Avant la loi Déontologie, le fonctionnaire pouvait faire une demande de travail à temps partiel afin de créer ou reprendre une entreprise. Avec cette loi ce droit peut être refusé en invoquant les besoins du service ou les difficultés d'organisation du travail qu'impliquerait l'absence du fonctionnaire.

La demande de travail à temps partiel fait l'objet d’une « demande préalable de compatibilité du projet de création/reprise d’entreprise » auprès de la hiérarchie directe de l'agent.

Le rôle de la Commission de déontologie de la fonction publique (CDFP) est réparti chez les référents déontologues qui émettent trois types d’avis en cas de doute:

  • compatible
  • compatible avec réserves (prononcées pour une durée de deux ans).
  • incompatible.

Sinon, l'autorité hiérarchique de l'agent a tout crédit pour décider du cumul d'activités, en connaissance des pièces demandées et fournies par l'agent. Lorsque la demande de l'agent est acceptée, ce dernier peut exercer son emploi public à mi-temps pendant une durée de trois ans au maximum, à compter de la reprise ou de la création d’entreprise.
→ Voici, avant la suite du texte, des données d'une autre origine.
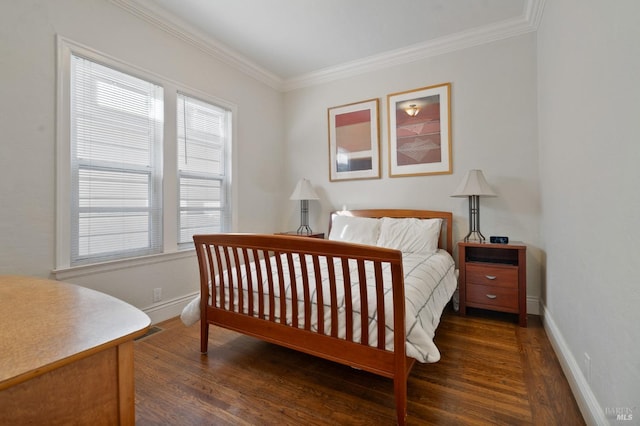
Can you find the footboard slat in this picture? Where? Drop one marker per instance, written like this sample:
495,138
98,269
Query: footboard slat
294,291
256,258
247,271
272,299
319,294
334,297
348,301
305,290
382,338
281,287
364,303
236,263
A l'issu des trois ans, il devra faire le choix.

Agent public à temps non complet ou incomplet auto-entrepreneur

Le fonctionnaire dont le contrat est soumis au code du travail et qui occupe un emploi permanent à temps non complet ou dont la durée est inférieure ou égale à 70% de la durée légale du travail peut exercer une activité privée lucrative, sous certaines conditions.

  • Il doit avoir déclaré son activité privée lucrative à son autorité hiérarchique.
  • Elle pourra s’y opposer à tout moment si elle estime que cette activité nuit à l’exercice du service public.

« Il [le régime de l’auto entrepreneur est le signe qu’il y a des dizaines et des dizaines de milliers de Françaises et de Français qui veulent convertir leurs projets, leurs idées en talents, en revenus, en activités, et c’est cela le plus important.[3] » Qu’on se le dise, les fonctionnaires comptent bien profiter de la liberté et de la souplesse que le statut d’auto entrepreneur permet.

 


[1]

Entretien aux Échos du 4 février 2009

[2]

Sur les droits et les devoirs des fonctionnaires, www.vie-publique.fr

[3]

Extrait de la vidéo diffusée sur Dailymotion dans laquelle Hervé Novelli trace un premier bilan du statut.